Oddities such as this have caused some researchers, prominently Rosalyn Yalow, to suspect that small exposures to radiation may be slightly beneficial. Yallow won the Nobel Prize in 1977 for her part in the development of the radioimmunoassay--the basic test by which radioactive harm to the body is measured.

The important message of the unauthorized 1950s radiation tests is that even liberal democratic governments sometimes cheerfully ignore the rights of citizens. No warning of the danger of casual government abuse of civilians can ever be exaggerated.
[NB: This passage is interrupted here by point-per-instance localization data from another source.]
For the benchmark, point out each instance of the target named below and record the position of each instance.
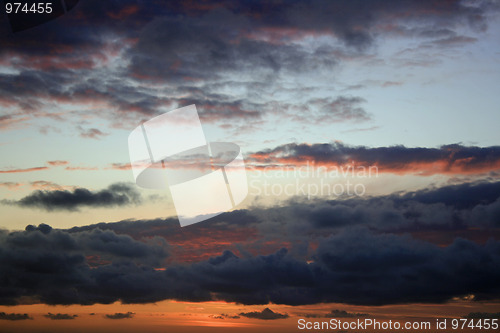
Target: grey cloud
(266, 314)
(14, 316)
(60, 316)
(118, 315)
(355, 266)
(119, 194)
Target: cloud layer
(119, 194)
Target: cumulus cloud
(354, 266)
(119, 194)
(266, 314)
(60, 316)
(448, 159)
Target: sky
(369, 131)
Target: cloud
(24, 170)
(482, 315)
(266, 314)
(119, 315)
(225, 316)
(10, 185)
(14, 316)
(91, 133)
(252, 50)
(119, 194)
(334, 314)
(57, 163)
(344, 314)
(449, 159)
(60, 316)
(352, 266)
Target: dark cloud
(14, 316)
(344, 314)
(225, 316)
(119, 315)
(266, 314)
(448, 159)
(482, 315)
(91, 133)
(60, 316)
(354, 266)
(334, 314)
(192, 52)
(119, 194)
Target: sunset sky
(369, 131)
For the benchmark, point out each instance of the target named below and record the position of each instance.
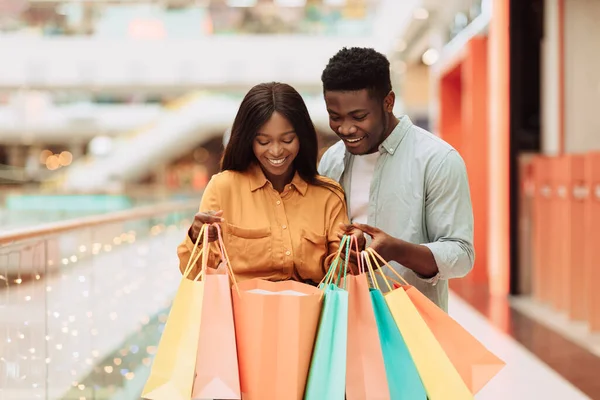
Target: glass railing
(83, 302)
(25, 208)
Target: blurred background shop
(113, 116)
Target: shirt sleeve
(449, 219)
(210, 202)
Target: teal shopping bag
(403, 378)
(327, 375)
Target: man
(406, 188)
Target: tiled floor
(525, 376)
(112, 362)
(573, 363)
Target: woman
(280, 219)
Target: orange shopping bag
(172, 373)
(275, 327)
(365, 368)
(217, 375)
(474, 362)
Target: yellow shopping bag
(439, 376)
(172, 374)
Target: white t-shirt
(363, 168)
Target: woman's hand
(202, 218)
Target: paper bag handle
(375, 256)
(191, 263)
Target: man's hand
(381, 242)
(350, 230)
(209, 217)
(412, 256)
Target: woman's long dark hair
(256, 109)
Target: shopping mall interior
(114, 115)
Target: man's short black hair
(358, 68)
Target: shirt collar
(258, 180)
(391, 143)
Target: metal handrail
(95, 220)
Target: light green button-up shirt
(420, 194)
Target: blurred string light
(55, 161)
(66, 330)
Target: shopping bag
(172, 373)
(365, 369)
(275, 326)
(473, 361)
(216, 374)
(402, 374)
(439, 376)
(327, 375)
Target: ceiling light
(241, 3)
(400, 46)
(420, 13)
(399, 67)
(430, 57)
(290, 3)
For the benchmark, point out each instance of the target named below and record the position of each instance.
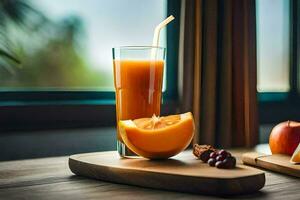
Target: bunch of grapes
(221, 159)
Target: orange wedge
(296, 155)
(158, 137)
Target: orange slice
(296, 155)
(158, 137)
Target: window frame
(45, 109)
(275, 107)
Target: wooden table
(50, 178)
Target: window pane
(273, 53)
(67, 44)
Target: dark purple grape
(205, 155)
(223, 153)
(220, 158)
(220, 164)
(230, 162)
(213, 155)
(211, 162)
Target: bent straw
(157, 33)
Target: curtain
(218, 70)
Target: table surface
(50, 178)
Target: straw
(157, 32)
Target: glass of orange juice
(138, 78)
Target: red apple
(285, 138)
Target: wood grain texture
(50, 178)
(183, 173)
(277, 163)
By contrast, the instant-doomsday aspects of the scandal appear largely hyperbole. For years, the environmental community has advanced the notion that even small amounts of radiation represent a mystical mega-danger, of which society ought to live in utter dread. Why do they so vehemently warn against what is, at worst, a speculative threat? Because nuclear-power plants cannot explode but can emit tiny amounts of radiation. Continuing public dread of even tiny levels of radiation is the enviros’ main argument against nuclear power--which has many problems but which, on ecological grounds, may actually be good for society. (No greenhouse gases, no air pollution, no strip mining or oil spills.)

Now, as the radiation-testing abuses and radiation leaks of the 1950s continue to be disclosed and assessed, and the health damage caused continues to appear nowhere near as bad as projected, the 1950s scandals may become an argument that low levels of radiation are far less worrisome than once assumed.